Threat Modeling

Description

Systematic identification and characterization of threats to a system, asset, or domain. Rooted in military intelligence tradecraft and later formalized in cybersecurity (STRIDE, PASTA, ATT&CK), threat modeling maps adversarial actors, their capabilities, intent, opportunity, and attack vectors against a defined target. In the space domain, it applies to physical assets (satellites, ground stations, launch infrastructure), cyber systems (TT&C links, data pipelines), and hybrid scenarios (electronic warfare, supply chain compromise).

When to Use

• Any topic involving space security, counterspace operations, or orbital infrastructure protection.
• Analysis of ASAT threats (kinetic, co-orbital, directed energy, cyber).
• Assessment of satellite communication jamming, spoofing, or interception risks.
• Supply chain security for space hardware and software components.
• Evaluating national or commercial space architectures against adversarial scenarios.
• When a stakeholder asks “what could go wrong and who would do it.”

How to Apply

1. Define the target scope. Identify the system, asset, or capability under analysis. Establish boundaries: what is in scope (e.g., a specific satellite constellation, a ground segment, a launch campaign) and what is out.
2. Enumerate threat actors. List all plausible adversaries: nation-states, non-state actors, criminal organizations, insider threats, and unintentional threat sources (e.g., debris, space weather). For each actor, characterize capability (technical sophistication, resources), intent (strategic goals, motivation), and opportunity (access, timing windows).
3. Map the attack surface. Identify all entry points, interfaces, and dependencies the target exposes: RF links, ground-to-space command channels, software update mechanisms, third-party components, orbital proximity, electromagnetic spectrum access.
4. Identify threat scenarios. For each actor-surface pairing, develop concrete threat scenarios: what the actor would do, through which vector, exploiting which vulnerability. Use structured formats (actor + vector + vulnerability + impact).
5. Assess likelihood and impact. Rate each scenario on probability (actor capability x intent x opportunity) and consequence severity (mission degradation, data loss, physical destruction, escalation risk). Use a consistent scale.
6. Prioritize and cluster. Rank threats by combined risk score. Identify clusters of related threats that share common vulnerabilities or actors. Highlight the highest-priority threats that demand immediate attention.
7. Identify mitigations and gaps. For each high-priority threat, map existing countermeasures and identify residual risk. Flag gaps where no mitigation exists or where current defenses are insufficient.
8. Document assumptions and uncertainty.

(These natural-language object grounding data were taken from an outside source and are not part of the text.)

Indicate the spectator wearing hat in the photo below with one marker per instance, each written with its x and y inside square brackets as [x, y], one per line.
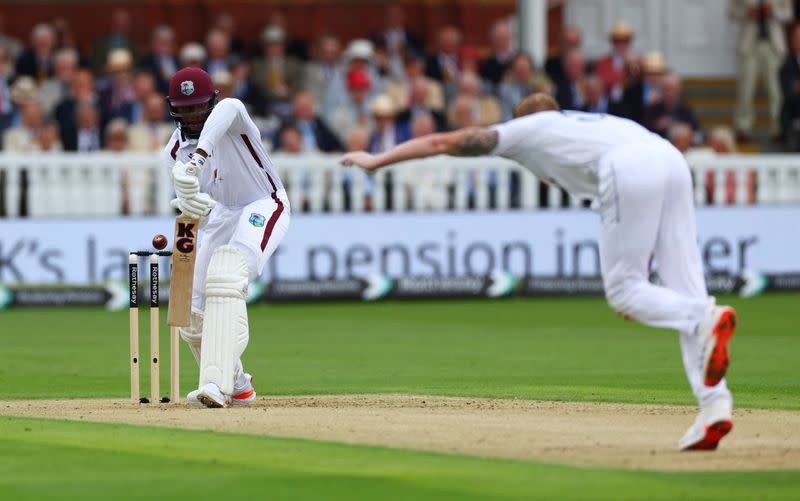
[314, 132]
[443, 64]
[494, 67]
[571, 39]
[13, 46]
[387, 65]
[322, 68]
[469, 61]
[681, 135]
[613, 69]
[218, 47]
[401, 90]
[670, 108]
[193, 55]
[276, 74]
[359, 55]
[37, 62]
[87, 136]
[116, 135]
[161, 60]
[21, 92]
[484, 110]
[517, 85]
[419, 102]
[152, 132]
[82, 92]
[46, 139]
[388, 133]
[569, 91]
[395, 35]
[761, 47]
[118, 37]
[647, 91]
[20, 138]
[53, 90]
[290, 140]
[354, 112]
[116, 91]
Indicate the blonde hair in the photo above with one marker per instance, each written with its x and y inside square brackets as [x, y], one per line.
[725, 136]
[535, 103]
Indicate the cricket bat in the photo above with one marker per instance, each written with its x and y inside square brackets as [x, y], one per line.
[183, 257]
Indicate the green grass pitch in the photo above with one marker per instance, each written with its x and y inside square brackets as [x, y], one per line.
[558, 349]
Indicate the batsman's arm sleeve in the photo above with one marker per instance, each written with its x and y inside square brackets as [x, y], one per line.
[227, 116]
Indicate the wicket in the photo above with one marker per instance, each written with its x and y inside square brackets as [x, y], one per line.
[133, 281]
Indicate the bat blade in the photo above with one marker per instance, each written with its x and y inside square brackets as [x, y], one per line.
[183, 258]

Explicitly state intelligence gaps, assumptions about actor behavior, and confidence levels for each assessment.

Key Dimensions

• Threat actors — Who: nation-states, proxies, criminal groups, insiders, natural hazards.
• Capability — What they can do: technical sophistication, available weapons/tools, demonstrated capacity.
• Intent — Why they would act: strategic objectives, doctrinal drivers, political incentives.
• Opportunity — When and how access is possible: orbital windows, geographic access, supply chain insertion points.
• Attack vectors — The pathway: kinetic, electronic, cyber, supply chain, information operations.
• Vulnerability — What can be exploited: single points of failure, unencrypted links, orbital predictability.
• Impact — Consequence categories: mission kill, data compromise, escalation, cascading effects (Kessler syndrome).
• Likelihood — Probability assessment combining capability, intent, and opportunity.

Expected Output

• A structured threat register listing each identified threat with actor, vector, vulnerability, likelihood, and impact ratings.
• A prioritized threat matrix or heat map showing the most critical threats.
• Narrative analysis of the top 3-5 threat scenarios with detailed attack logic.
• Identification of key mitigations and residual risk gaps.
• Explicit statement of assumptions and confidence levels.

Limitations

• Highly dependent on available intelligence about adversary capabilities and intent; gaps in open-source information can lead to blind spots or speculation.
• Risk of mirror-imaging (assuming adversaries think like the analyst).
• Static snapshot: threat landscapes evolve rapidly, especially in space where new capabilities emerge frequently.
• Does not inherently address systemic or structural risks (use Resilience Analysis for that).
• Can become overly focused on exotic threats (e.g., orbital EMP) while underweighting mundane but more probable risks (e.g., ground segment misconfiguration).
• Not suitable as a standalone tool for policy recommendation — pair with risk assessment and resilience frameworks.